In addition, the parallel multi-level wide neural network of the present invention can realize incremental learning, that is, when new data comes, a new wide radial basis function network can be added to learn new characteristics without retraining the entire parallel multi-level neural network Wide neural network, this means that the proposed network can learn new knowledge without forgetting old knowledge. The new training data is input to the current M-level network. If there are misclassified samples, then they and the original training set with data augmentation are used to build a new training data set, train the new width radial basis function network, and use the new The validation set is validated, and the decision threshold is calculated to build the M+1-th level network.
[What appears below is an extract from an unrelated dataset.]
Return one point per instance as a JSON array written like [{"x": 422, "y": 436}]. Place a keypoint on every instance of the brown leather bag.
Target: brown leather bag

Ultimately, the new parallel multi-level wide neural network will consist of M+1 level wide radial basis function networks. At the same time, the parallel multi-level width neural network designed by the present invention can be tested in parallel during testing, all test samples will be sent to the width radial basis function network of all levels, and the decision threshold determines which width radial basis function network is allocated. Give the corresponding test sample. This process does not need to wait for the network output of other stages, so that it can be parallelized during testing and speed up the testing process.

Each level of width neural network in the parallel multi-level width neural network of the present invention may be a width radial basis function network, BP neural network, convolutional neural network or other classifiers, and each level of the multi-level width neural network The types of classifiers can be different.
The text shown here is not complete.